On 2020/2/17 21:04, Jeff Layton wrote:
On Sun, 2020-02-16 at 01:49 -0500, xiubli@xxxxxxxxxx wrote:
From: Xiubo Li <xiubli@xxxxxxxxxx>
This will simulate pulling the power cable situation, which will
do:
- abort all the inflight osd/mds requests and fail them with -EIO.
- reject any new coming osd/mds requests with -EIO.
- close all the mds connections directly without doing any clean up
and disable mds sessions recovery routine.
- close all the osd connections directly without doing any clean up.
- set the msgr as stopped.
URL: https://tracker.ceph.com/issues/44044
Signed-off-by: Xiubo Li <xiubli@xxxxxxxxxx>
There is no explanation of how to actually _use_ this feature?
From the tracker's description I am assuming it just will do something
like testing some features in the cephfs by simulating connections to
the client node are lost due to some reasons, such as lost power.
I assume
you have to remount the fs with "-o remount,halt" ?
Yeah, right.
Is it possible to
reenable the mount as well?
For the "halt", no.
If not, why keep the mount around?
I would let the followed umount to continue to do the cleanup.
Maybe we
should consider wiring this in to a new umount2() flag instead?

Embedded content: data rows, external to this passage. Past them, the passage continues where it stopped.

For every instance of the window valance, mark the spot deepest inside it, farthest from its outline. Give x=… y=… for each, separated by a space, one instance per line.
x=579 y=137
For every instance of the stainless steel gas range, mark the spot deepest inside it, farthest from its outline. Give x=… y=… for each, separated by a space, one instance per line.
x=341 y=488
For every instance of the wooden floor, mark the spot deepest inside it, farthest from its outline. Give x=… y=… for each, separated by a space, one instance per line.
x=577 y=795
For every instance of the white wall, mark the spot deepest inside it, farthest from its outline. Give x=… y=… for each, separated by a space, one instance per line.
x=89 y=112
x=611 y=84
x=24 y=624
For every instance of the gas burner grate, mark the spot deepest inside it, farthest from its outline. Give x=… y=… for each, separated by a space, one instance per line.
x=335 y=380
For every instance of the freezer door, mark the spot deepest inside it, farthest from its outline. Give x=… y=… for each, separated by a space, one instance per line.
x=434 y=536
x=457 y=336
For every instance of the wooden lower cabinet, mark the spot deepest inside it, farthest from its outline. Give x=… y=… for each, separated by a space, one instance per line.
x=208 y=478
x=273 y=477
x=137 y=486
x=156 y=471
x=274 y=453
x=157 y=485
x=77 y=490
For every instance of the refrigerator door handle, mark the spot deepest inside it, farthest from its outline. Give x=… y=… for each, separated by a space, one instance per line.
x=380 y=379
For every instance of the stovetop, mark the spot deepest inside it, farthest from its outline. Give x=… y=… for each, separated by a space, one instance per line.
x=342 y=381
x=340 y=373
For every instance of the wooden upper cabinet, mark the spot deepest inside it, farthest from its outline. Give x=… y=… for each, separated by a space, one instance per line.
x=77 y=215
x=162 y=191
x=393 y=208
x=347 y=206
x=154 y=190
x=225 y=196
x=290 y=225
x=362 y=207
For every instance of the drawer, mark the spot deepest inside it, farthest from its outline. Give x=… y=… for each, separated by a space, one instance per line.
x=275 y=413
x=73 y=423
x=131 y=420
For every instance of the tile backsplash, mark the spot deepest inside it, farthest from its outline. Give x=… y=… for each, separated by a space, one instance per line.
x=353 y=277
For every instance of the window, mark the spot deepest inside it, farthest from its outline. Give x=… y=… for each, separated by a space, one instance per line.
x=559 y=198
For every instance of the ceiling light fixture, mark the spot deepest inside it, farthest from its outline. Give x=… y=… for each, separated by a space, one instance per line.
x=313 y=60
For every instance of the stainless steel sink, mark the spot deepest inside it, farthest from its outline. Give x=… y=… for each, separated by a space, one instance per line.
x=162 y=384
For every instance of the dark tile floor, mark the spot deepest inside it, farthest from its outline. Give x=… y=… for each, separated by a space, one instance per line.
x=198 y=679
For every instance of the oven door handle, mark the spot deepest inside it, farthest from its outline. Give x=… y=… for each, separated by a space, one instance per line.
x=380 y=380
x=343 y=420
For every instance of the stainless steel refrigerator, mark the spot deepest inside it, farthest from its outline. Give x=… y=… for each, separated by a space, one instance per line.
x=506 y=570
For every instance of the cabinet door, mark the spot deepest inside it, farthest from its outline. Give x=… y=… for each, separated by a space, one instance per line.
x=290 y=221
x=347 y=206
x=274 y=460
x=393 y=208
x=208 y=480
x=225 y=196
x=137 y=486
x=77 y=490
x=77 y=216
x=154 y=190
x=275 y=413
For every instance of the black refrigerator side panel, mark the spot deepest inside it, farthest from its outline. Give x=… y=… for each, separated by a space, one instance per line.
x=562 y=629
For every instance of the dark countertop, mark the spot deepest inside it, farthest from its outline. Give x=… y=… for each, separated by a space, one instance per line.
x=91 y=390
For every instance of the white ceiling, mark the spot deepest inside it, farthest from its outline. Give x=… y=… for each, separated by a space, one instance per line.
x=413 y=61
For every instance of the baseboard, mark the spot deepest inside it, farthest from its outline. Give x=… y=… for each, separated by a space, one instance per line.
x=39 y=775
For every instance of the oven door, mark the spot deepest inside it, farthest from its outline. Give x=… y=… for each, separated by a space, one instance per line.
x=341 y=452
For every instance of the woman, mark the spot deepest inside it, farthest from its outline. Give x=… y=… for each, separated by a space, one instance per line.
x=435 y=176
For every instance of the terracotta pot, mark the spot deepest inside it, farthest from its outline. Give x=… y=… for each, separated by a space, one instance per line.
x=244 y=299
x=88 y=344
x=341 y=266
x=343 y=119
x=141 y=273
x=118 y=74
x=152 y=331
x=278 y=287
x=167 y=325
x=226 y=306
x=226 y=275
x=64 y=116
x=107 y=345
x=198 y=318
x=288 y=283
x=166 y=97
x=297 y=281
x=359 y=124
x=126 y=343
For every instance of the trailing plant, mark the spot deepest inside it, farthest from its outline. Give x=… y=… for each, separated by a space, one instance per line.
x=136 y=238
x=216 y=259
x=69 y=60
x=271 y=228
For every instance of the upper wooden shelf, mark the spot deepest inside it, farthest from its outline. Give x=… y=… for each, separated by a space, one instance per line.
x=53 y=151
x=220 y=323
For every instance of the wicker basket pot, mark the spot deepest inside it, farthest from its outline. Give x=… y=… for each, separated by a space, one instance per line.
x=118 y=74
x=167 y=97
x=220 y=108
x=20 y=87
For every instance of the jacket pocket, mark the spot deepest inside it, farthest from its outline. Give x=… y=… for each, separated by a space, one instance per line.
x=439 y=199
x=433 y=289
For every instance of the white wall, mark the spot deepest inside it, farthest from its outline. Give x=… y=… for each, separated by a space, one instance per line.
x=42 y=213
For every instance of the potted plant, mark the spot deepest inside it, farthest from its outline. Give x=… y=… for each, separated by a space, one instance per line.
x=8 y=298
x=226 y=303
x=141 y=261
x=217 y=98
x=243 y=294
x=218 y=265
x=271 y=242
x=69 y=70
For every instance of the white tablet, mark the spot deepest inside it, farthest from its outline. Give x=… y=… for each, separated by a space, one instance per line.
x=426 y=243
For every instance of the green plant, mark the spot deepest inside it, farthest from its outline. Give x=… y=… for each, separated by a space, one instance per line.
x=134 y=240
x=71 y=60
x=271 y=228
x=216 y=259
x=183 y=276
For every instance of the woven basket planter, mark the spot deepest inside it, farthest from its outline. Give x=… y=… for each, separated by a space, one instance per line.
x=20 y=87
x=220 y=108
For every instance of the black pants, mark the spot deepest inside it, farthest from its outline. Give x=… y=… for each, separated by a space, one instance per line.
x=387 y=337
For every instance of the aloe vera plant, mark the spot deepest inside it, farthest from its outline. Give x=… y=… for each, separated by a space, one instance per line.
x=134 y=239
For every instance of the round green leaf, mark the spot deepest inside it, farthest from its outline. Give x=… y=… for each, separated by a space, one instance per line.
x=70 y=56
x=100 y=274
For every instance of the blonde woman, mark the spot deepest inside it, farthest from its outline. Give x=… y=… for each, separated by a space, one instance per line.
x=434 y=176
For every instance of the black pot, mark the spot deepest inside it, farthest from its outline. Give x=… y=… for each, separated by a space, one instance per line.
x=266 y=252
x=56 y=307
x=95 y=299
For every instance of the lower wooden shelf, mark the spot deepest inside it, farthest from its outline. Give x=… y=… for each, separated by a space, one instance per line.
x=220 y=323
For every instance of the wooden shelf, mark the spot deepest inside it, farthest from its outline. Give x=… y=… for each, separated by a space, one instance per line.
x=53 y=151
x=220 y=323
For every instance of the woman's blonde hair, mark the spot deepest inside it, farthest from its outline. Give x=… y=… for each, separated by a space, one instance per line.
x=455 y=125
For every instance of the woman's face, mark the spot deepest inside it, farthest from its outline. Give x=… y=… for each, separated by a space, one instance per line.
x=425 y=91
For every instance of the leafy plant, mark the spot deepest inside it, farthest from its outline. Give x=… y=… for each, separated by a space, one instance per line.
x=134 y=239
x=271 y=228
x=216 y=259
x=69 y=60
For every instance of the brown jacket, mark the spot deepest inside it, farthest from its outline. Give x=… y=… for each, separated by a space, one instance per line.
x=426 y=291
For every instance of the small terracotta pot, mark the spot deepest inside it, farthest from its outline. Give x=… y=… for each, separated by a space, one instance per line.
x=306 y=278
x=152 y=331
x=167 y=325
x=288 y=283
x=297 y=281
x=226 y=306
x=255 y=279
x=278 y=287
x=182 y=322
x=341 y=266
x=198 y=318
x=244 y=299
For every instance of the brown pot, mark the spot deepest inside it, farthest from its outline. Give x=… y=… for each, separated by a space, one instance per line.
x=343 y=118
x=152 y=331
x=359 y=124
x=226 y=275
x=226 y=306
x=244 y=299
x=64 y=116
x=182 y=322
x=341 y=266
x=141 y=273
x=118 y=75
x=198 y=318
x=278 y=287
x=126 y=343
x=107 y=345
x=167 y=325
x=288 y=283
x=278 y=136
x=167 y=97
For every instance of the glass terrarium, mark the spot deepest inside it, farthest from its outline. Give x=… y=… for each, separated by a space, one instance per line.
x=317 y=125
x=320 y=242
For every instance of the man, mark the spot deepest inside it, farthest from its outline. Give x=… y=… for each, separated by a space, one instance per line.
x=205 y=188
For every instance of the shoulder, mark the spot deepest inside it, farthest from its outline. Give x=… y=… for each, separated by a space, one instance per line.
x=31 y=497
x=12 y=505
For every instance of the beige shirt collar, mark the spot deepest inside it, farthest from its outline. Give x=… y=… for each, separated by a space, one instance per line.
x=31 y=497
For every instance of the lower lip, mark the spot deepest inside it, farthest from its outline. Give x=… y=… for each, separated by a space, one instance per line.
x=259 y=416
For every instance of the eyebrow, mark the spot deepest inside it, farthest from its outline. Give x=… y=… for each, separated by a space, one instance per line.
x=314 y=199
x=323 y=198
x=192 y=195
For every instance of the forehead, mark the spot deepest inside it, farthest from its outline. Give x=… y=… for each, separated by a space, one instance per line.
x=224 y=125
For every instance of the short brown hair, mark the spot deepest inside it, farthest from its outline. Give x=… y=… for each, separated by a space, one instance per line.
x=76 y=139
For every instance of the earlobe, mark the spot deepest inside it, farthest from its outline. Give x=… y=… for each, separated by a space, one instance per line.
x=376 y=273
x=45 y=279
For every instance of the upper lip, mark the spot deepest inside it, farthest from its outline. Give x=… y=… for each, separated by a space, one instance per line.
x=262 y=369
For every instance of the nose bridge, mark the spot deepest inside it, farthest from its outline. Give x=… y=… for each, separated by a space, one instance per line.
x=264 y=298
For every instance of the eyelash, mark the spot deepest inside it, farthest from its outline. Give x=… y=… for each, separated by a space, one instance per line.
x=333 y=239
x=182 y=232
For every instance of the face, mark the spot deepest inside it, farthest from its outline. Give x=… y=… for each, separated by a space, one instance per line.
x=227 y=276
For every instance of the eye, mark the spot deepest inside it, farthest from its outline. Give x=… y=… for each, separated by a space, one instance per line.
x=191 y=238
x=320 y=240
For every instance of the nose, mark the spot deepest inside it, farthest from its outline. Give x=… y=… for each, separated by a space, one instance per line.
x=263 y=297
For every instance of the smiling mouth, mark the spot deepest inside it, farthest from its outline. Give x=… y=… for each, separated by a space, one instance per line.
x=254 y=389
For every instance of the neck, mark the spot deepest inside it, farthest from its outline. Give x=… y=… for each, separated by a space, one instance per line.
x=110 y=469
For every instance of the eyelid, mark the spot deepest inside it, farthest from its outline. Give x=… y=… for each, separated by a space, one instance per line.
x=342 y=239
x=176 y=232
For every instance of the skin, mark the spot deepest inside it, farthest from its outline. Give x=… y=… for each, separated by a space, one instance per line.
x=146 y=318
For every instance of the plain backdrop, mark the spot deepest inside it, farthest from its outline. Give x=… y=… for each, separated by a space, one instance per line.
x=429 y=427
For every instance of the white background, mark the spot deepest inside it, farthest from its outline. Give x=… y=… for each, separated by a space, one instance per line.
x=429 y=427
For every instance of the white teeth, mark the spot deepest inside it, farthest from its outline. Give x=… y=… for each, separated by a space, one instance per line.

For the umount2(), it seems have conflicted with the MNT_FORCE, but a
little different.
This needs much better documentation.
In the past, I've generally done this using iptables. Granted that that
is difficult with a clustered fs like ceph (given that you potentially
have to set rules for a lot of addresses), but I wonder whether a scheme
like that might be more viable in the long run.
Note too that this may have interesting effects when superblocks end up
being shared between vfsmounts.
Yeah, this is based the superblock, so for the shared vfsmounts, they
all will be halted at the same time.
@@ -4748,7 +4751,12 @@ void ceph_mdsc_force_umount(struct ceph_mds_client *mdsc)
if (!session)
continue;
- if (session->s_state == CEPH_MDS_SESSION_REJECTED)
+ /*
+ * when halting the superblock, it will simulate pulling
+ * the power cable, so here close the connection before
+ * doing any cleanup.
+ */
+ if (halt || (session->s_state == CEPH_MDS_SESSION_REJECTED))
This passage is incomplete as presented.